What’s Working-and What’s Not
There are glimmers of progress. The FDA launched an AI-powered monitoring system in November 2025 that predicts shortages 90 days in advance with 82% accuracy. It uses data from shipping logs, hospital orders, and manufacturing records. That’s powerful.
And the FDA is now speeding up approvals for second-source manufacturers. Fourteen applications are already in the pipeline, which could add backup supply for eight critical drugs by mid-2026. That’s the kind of move that actually reduces risk.
But these are small fixes. The real solution? Change the economics. Pay manufacturers fairly for making low-margin but essential drugs. Fund domestic production properly. Enforce reporting. And stop pretending that stockpiling raw chemicals is enough.
What Comes Next?
Two bills are moving through Congress. H.R.5316, the Drug Shortage Act, would make it easier for hospitals to use compounded versions of shortage drugs.
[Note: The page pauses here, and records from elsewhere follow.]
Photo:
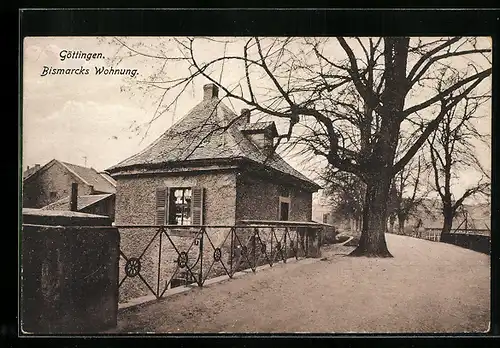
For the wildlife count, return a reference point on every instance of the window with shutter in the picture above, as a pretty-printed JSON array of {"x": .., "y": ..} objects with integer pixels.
[
  {"x": 161, "y": 205},
  {"x": 197, "y": 205}
]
The Drug Shortage Prevention and Mitigation Act would give Medicare bonuses to hospitals that maintain backup supply chains. Both could help. But neither tackles the root cause.
Until the government decides that saving lives is worth more than saving a few cents on a pill, shortages will keep happening. Stockpiles won’t fix that. Regulations won’t fix that. Only a system that values essential medicines-not just profitable ones-will.
For now, hospitals are improvising. Pharmacists are working overtime. Patients are taking risks. And the federal response? Still playing catch-up.